Выбрать главу

Больничные корпуса терялись в старых тополях и березах, над кованой оградой склонялись душистые ветви цветущей черемухи. Я глянула на приоткрытую калитку и пошла в обход вдоль ограды, ко второй калитке. Не хочу, чтобы сегодня меня здесь видели. И Стёпа, слава богу, спит. Завтра ему с семи утра на суточное дежурство, и крепкий сон очень кстати. Для нас обоих. И очень кстати бы поесть, и где-то в сумке валялось яблоко…

Мне на пути так никто и не встретился, и лишь раз я остановилась, прислушиваясь к голосам. Медсестры курили и сплетничали у бывшего геронтологического корпуса, а по соседству, у корпуса гинекологии, хихикали и целовались интерны. Не увидят. Мне — дальше, к сообщающимся корпусам онкологии и вирусологии. Стёпка как-то рассказывал, что там не то лекарство от рака изобретали, не то химическое оружие под видом лекарства. И под корпусами в целости и сохранности, если не считать вывезенных архивов и аппаратуры, пылилось два подземных этажа. Строили в те времена на совесть. К сожалению. Сейчас — к сожалению.

Замка на неприметной ржавой двери не было. Первый знак… опять предвестник. А вторым знаком стало сердце. Едва я спустилась на десять ступеней вниз, как ощутила жизнь — мощную, человеческую. Сильное сердце билось учащенно, торопливо. А я вовремя… Но за годы работы я привыкла приходить вовремя, научилась инстинктивно ловить верные для появления моменты. И редко опаздывала.

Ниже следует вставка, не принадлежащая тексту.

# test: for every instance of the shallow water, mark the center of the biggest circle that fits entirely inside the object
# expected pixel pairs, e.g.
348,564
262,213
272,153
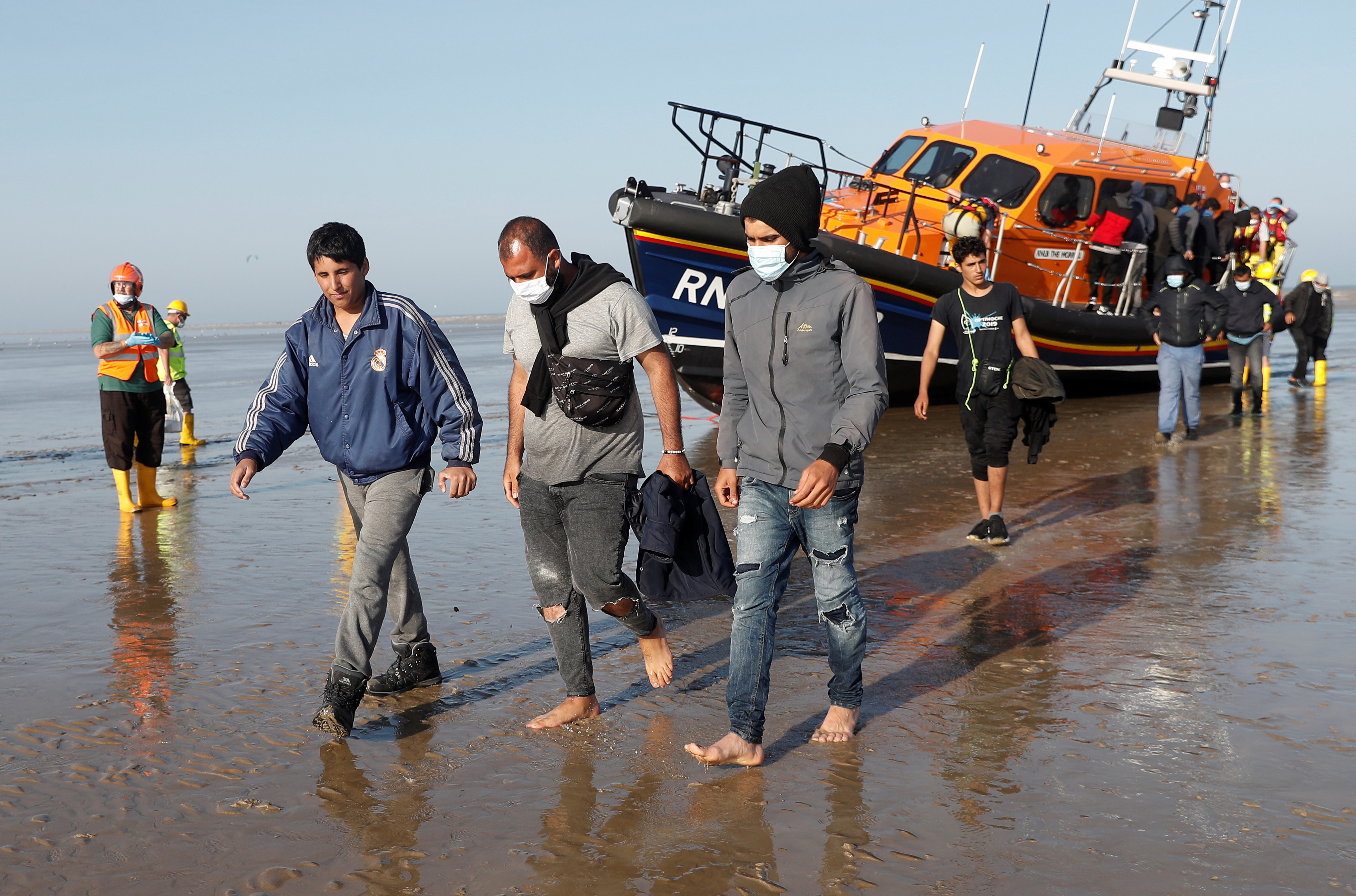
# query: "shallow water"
1164,650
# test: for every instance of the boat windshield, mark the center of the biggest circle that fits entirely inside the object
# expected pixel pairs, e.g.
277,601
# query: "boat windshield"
896,158
1005,181
940,165
1159,194
1068,200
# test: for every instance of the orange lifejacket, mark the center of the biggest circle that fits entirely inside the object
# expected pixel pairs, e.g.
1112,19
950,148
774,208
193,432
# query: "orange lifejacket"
123,364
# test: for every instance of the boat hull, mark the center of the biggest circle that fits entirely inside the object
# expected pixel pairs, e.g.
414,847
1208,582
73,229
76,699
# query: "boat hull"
684,259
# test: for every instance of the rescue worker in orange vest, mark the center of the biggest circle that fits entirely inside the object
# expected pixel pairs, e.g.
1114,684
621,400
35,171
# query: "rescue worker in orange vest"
174,372
129,339
1278,218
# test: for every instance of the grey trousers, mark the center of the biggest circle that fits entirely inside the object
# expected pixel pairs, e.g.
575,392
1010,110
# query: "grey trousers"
575,536
383,581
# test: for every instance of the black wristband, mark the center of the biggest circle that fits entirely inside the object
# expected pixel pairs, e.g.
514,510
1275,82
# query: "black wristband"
836,455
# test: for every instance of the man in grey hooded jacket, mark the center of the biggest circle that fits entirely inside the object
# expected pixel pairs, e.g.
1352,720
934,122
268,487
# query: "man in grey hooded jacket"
805,388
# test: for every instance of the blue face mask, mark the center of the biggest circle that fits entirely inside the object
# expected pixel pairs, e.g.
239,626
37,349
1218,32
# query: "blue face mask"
769,262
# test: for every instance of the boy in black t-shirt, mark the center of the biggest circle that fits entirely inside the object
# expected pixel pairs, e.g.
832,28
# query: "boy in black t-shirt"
986,321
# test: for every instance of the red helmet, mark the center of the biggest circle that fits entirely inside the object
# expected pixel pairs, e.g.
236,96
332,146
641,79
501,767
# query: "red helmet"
127,273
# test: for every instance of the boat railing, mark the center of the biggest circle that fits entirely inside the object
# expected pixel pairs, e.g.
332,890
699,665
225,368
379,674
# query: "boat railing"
731,158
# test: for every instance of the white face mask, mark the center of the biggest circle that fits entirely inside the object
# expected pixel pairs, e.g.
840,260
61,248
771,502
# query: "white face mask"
769,262
535,292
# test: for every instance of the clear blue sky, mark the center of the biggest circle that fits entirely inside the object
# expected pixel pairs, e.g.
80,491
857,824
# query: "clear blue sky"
186,137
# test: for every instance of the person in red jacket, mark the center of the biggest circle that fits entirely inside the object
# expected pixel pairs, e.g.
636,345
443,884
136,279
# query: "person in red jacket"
1106,262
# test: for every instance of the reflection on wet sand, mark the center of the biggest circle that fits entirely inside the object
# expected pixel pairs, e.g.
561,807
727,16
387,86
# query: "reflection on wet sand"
383,818
141,576
681,837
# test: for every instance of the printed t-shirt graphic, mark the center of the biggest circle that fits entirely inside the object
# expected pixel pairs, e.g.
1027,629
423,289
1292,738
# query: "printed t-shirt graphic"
986,322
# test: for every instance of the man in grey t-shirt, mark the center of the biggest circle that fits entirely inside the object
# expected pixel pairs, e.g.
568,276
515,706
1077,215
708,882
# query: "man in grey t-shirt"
570,482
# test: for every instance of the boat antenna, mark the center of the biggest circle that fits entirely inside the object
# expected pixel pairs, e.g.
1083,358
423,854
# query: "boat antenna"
847,156
1036,64
1126,40
1104,126
973,76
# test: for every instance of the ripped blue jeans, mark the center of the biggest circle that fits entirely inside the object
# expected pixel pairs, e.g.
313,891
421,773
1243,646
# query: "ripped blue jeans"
769,533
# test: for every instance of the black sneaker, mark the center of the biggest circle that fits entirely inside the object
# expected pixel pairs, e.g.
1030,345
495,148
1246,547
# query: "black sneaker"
343,693
997,530
415,666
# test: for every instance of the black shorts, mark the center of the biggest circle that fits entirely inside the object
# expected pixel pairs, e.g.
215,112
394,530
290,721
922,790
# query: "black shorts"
133,425
990,425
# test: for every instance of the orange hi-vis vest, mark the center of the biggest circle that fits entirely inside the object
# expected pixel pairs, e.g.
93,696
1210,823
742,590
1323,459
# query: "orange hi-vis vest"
123,364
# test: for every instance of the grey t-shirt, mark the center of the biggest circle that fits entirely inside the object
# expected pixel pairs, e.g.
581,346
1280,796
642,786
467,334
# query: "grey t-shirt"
616,324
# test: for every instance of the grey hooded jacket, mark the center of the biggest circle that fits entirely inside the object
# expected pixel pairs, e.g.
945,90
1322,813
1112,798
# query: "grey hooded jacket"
805,368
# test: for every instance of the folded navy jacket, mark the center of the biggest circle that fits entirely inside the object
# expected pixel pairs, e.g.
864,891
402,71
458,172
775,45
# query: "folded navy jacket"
684,552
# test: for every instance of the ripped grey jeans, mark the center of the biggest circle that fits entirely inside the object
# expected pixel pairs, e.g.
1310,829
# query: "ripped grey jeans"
575,537
769,533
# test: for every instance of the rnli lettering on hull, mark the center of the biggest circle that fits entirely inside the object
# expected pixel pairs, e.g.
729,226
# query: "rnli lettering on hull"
692,281
1058,255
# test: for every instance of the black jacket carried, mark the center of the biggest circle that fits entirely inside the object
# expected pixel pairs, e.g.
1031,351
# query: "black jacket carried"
1244,314
1187,314
684,554
1313,310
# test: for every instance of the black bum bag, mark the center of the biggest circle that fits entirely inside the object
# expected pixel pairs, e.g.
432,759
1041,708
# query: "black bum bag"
589,391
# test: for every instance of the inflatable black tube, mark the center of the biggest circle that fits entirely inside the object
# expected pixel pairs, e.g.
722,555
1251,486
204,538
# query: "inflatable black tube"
727,232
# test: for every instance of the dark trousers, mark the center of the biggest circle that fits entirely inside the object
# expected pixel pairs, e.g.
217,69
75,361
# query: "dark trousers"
990,425
1104,272
575,536
183,395
1252,357
133,422
1308,348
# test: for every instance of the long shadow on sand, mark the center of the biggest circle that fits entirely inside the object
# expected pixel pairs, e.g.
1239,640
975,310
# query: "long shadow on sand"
1096,495
1030,613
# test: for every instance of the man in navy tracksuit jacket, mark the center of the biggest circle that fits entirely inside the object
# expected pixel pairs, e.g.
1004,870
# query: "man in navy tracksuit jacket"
376,381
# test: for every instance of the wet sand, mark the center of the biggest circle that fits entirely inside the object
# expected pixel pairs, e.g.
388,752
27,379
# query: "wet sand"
1164,650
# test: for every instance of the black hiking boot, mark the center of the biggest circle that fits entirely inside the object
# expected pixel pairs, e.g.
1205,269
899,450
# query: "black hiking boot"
997,530
343,693
415,666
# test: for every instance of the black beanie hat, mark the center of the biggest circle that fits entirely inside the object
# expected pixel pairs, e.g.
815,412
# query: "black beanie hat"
790,204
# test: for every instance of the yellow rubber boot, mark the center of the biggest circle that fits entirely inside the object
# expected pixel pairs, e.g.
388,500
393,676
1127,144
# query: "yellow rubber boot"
147,488
123,480
186,433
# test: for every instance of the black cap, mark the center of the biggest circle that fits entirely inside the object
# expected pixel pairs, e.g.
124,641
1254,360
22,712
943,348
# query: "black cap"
790,204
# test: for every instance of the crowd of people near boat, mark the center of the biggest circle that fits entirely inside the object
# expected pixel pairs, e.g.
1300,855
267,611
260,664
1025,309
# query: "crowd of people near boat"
376,383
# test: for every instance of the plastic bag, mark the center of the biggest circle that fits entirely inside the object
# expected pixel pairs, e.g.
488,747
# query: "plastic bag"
174,411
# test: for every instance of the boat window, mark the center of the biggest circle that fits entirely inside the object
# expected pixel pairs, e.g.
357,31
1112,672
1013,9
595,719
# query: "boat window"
1159,194
1005,181
940,163
1068,200
896,158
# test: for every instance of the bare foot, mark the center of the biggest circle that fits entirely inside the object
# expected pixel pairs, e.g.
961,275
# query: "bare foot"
839,726
573,710
659,659
730,750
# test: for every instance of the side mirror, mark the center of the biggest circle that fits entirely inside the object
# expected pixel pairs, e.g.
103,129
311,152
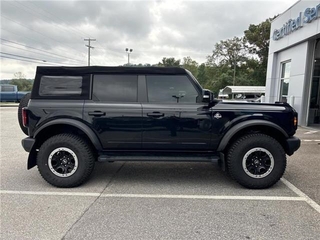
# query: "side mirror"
207,96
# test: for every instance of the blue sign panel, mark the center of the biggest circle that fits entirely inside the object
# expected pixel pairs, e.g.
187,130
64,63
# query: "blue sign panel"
295,24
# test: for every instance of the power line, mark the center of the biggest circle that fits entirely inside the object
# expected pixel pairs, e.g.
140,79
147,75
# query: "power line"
77,31
14,55
29,58
34,11
7,45
32,30
6,40
24,60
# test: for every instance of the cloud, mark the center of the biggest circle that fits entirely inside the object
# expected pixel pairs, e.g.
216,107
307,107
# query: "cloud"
154,29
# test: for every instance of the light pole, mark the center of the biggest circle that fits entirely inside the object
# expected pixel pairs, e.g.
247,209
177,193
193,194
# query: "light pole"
129,51
89,47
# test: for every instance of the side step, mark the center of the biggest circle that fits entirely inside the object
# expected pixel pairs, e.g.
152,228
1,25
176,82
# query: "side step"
190,158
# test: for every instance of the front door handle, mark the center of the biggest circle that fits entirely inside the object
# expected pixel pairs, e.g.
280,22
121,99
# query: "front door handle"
97,113
155,114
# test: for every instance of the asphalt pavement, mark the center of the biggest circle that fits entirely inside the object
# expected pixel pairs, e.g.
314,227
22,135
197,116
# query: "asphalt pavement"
139,200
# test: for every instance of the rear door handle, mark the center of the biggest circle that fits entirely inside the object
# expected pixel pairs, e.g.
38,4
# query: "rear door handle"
97,113
155,114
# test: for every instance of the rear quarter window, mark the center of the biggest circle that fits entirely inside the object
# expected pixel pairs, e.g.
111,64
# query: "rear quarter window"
74,87
7,88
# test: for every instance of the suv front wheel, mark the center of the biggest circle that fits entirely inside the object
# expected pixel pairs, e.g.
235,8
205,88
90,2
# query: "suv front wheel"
256,161
65,160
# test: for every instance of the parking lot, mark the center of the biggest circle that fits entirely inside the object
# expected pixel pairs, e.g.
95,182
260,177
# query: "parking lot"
138,200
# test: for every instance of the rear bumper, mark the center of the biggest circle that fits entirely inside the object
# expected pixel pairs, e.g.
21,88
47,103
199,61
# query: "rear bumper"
27,143
293,144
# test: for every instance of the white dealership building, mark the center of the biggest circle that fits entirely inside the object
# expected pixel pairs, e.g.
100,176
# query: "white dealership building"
294,61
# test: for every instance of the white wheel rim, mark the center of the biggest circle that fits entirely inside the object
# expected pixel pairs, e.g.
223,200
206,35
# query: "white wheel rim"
65,165
257,166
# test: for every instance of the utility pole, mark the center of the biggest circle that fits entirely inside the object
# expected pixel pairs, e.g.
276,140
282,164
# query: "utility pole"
89,47
129,51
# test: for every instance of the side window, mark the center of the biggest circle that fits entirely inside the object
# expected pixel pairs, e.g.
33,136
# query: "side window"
115,88
171,89
62,86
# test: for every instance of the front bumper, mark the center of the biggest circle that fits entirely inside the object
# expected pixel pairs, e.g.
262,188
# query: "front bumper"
292,145
27,143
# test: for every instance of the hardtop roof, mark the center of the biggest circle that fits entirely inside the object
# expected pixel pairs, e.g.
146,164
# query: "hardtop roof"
44,70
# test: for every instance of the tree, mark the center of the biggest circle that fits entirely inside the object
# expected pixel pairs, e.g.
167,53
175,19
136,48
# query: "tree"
229,52
257,38
169,62
22,83
190,65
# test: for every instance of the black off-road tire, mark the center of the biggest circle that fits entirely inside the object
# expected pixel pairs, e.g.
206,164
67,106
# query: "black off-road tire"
23,103
242,146
81,149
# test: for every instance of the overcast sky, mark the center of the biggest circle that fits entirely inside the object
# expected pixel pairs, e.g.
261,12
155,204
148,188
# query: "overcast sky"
54,31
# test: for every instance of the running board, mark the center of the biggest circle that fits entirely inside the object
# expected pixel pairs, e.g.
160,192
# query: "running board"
197,158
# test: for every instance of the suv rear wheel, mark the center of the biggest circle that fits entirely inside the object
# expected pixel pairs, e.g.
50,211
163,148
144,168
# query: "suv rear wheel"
256,161
65,160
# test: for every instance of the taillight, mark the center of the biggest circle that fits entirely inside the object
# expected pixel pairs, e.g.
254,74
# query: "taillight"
24,117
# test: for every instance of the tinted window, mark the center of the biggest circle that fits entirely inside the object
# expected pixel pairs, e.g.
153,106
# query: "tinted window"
60,86
7,88
115,88
171,89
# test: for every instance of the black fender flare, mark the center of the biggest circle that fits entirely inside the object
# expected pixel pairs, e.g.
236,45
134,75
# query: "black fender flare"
250,123
75,123
65,121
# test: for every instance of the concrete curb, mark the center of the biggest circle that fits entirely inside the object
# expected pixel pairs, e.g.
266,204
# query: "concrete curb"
9,105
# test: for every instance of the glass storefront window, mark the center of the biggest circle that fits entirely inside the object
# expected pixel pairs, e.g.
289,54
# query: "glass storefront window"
285,78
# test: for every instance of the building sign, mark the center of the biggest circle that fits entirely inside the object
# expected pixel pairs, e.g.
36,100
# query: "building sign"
309,15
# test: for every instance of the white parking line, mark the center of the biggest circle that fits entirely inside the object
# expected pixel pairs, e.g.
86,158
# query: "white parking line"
208,197
301,194
311,132
80,194
161,196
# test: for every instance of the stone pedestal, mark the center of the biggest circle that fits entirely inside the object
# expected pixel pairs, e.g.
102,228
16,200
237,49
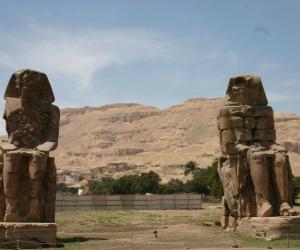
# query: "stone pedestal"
270,228
27,235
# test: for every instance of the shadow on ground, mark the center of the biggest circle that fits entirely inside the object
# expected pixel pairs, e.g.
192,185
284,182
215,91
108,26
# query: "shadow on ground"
75,239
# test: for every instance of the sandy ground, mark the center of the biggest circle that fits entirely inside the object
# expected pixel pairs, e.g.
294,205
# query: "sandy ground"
134,229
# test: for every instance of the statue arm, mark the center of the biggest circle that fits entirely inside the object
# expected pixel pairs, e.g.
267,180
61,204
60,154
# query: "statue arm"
53,132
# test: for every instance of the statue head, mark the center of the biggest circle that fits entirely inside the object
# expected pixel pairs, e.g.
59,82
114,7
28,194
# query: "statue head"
32,87
246,90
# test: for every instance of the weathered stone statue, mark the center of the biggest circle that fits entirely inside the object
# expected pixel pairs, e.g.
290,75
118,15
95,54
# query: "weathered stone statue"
28,174
254,169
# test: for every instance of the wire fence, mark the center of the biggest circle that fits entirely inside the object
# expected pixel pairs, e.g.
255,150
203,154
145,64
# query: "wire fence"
28,238
113,202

Узкие и пыльные темные коридоры, закрытые двери, слабо мигающая «аварийка» и никакой живности — ни пауков, ни крыс. И слабый-слабый запах заброшенности. И лекарств. И — крови. Я остановилась, невольно ежась. Кровь была повсюду. Казалось, она стекает по стенам, собирается лужицами на полу, пульсирует живой силой. Ибо кровь отдавал «хозяин» живого сердца. И мне хватило пары секунд, чтобы разгадать замысел. Ах, стервец…

Подобрав юбку и на ходу сбросив туфли, я побежала туда, где сильнее чувствовалась пульсация. Далеко он не ушел — метров двести прямо, к обшарпанным дверям бывшей операционной. Я распахнула двери. Большое и пустое помещение, мигающая «аварийка» и следующие двери. Из щели по полу стелился ярко-синий свет, по стенам прыгали мрачные тени. И я лишний раз убедилась в верности догадки. Они делают всё возможное и невозможное, чтобы усложнить жизнь ведьмам, которые прибудут к выплеску… и мне.

Я невольно замерла у дверей, успокаивая собственное сердце. Синий свет от ритуала я помнила очень хорошо — слишком хорошо. До ужаса хорошо. И сейчас этот ужас выползал на свет давним воспоминанием и путал мысли, атаковал паникой… и старой болью. Тридцать лет прошло, а я помню в мелочах всё — и собственное бессилие, и оскал на лице Ехидны, и ее смех, и синий свет на горячих ладонях… И не к месту вспыхнули болью ожоги на руках.

«Однажды, — сказала она, — когда сила выплеснется наружу, я обрету новое тело. Твое тело».

Зажмурившись, я с трудом поборола страх и взяла себя в руки. В руки дрожащие, но уже не бессильные. В тринадцать лет я могла только царапаться, кусаться и рычать загнанным зверем, а сейчас… Сейчас мне подвластно многое. А главное из этого «многого» — боль. Это лучшая защита и лучшее нападение. Боль и двухсотлетних колдунов гнет и ломает, как простых смертных — природные законы устройства организмов одинаковы для всех. Просто для двухсотлетних боли надо чуть больше.

Циклоп, конечно, почуял, кто пришел по его душу, и сияние стало глуше. Он быстро перекрывал «кровь», но потушить костер или разжечь его, как следует, не успевал. Я резко толкнула двери, уже зная, что увижу. Пламя цвета индиго, тлеющие кости, черепа с горящими синим пустыми глазницами, рассыпанный прах и ручьи крови на полу, по прочерченному символу. Костер для погибших душ. Маяк. Он созывал всех, кого мы когда-то убрали. Чтобы, напившись силы выплеска, ведьмы и колдуны на одну ночь обрели материальные тела и прежнюю мощь. Да обойдется.

Циклоп, прижав к груди порезанную руку, оскалился.

— Добрый вечер, Юрий Семёнович, — поздоровалась я привычно и ударила сгустком черного пламени.